Johnny D said 2 months ago
I am not really sure if I am being mocked or not...
illdthedj said 2 months ago
im a ravey-rave dj, and one night i was djing at an "underground" party, which we call renegades, that was located in a broken-into warehouse in the industrial area of east oakland, california. in case you dont know this area is extremely fucking ghetto, like, gunshots down the street every night ghetto. i used to live in west oakland, which is not as ghetto but me and my roommates were definently the only white people for miles. why? because rent was cheap, and college was expensive. why throw an illegal party in the fucking ghetto? because permits for permitted venues are expensive. abandoned warehouses are free.
the party was fun until around 4 am, when a group of thug-gangsters broke into the front of the warehouse and started beating up the guy watching the front door with the cashbox (i think they were charging 5 bux a head). I ran over to the 4 thugs and rammed into one of them pushing him into two of the others. it was really dark, and i ended up getting sucker punched from the side by one of them. i had a black eye, but they ran away and didnt get the cash. i was really glad they did, because i would be scared to fight them, not because im scared to fight (i was def. bigger than all of them, im 6'3 and 230 pounds), but its a really good chance one of them had a gun, or had a gun in the car, or had a homeboy close by with a gun. thats when we decided to end the party and get the fuck out of there, else they might come back with more thugs and/or guns.
thats the first time ive ever had a black eye, and thats the last time i djed in east oakland.
dcastle8183 said 2 months ago
Great posts, I was attacked at around 18 by what I thought was a big burly female mental patient. We had been out drinking and stopped by a Mapco to pee behind the building and felt the need to puke.
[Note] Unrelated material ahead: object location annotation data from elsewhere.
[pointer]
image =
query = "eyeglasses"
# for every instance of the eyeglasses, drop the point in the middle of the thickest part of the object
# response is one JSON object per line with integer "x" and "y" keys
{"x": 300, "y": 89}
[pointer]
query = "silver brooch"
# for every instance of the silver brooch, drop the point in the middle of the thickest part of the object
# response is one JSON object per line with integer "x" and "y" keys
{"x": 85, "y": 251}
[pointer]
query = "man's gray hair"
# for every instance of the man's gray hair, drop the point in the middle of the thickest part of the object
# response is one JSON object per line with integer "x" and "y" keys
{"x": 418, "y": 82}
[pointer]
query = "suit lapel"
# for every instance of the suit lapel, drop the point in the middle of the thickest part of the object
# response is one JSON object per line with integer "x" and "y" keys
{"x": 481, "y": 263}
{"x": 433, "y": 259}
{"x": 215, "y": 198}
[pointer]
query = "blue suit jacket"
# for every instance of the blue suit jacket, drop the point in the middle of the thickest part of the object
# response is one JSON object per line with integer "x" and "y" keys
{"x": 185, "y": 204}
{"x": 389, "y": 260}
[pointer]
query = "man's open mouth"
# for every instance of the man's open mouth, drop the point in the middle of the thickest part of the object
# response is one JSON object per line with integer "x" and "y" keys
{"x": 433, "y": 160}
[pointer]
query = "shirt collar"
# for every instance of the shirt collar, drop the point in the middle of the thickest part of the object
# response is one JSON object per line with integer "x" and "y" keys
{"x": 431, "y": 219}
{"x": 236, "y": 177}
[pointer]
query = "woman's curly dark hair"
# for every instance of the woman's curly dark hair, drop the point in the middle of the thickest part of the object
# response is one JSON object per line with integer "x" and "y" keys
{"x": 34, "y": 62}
When I looked up I saw this shadowy figure coming from around the corner. I kind of nodded at her then turned to walk away when she got me in a bear bug and wrestled me to the ground.
I was so caught off guard that I was frozen. I dont know why now but I didnt fight back, I guess I was to startled and drunk but I managed to drag myself and her around the corner where some buddies of mine were sitting in the car.
They saw me and started pointing and laughing. When they saw by the look on my face this was no joke they came got me and beat up the lady. It took my buddy john to, what sounded like her hand breaking to unclench it from my jacket. I kicked her and we ran, hopped in teh car and jetted! It was CRAZY!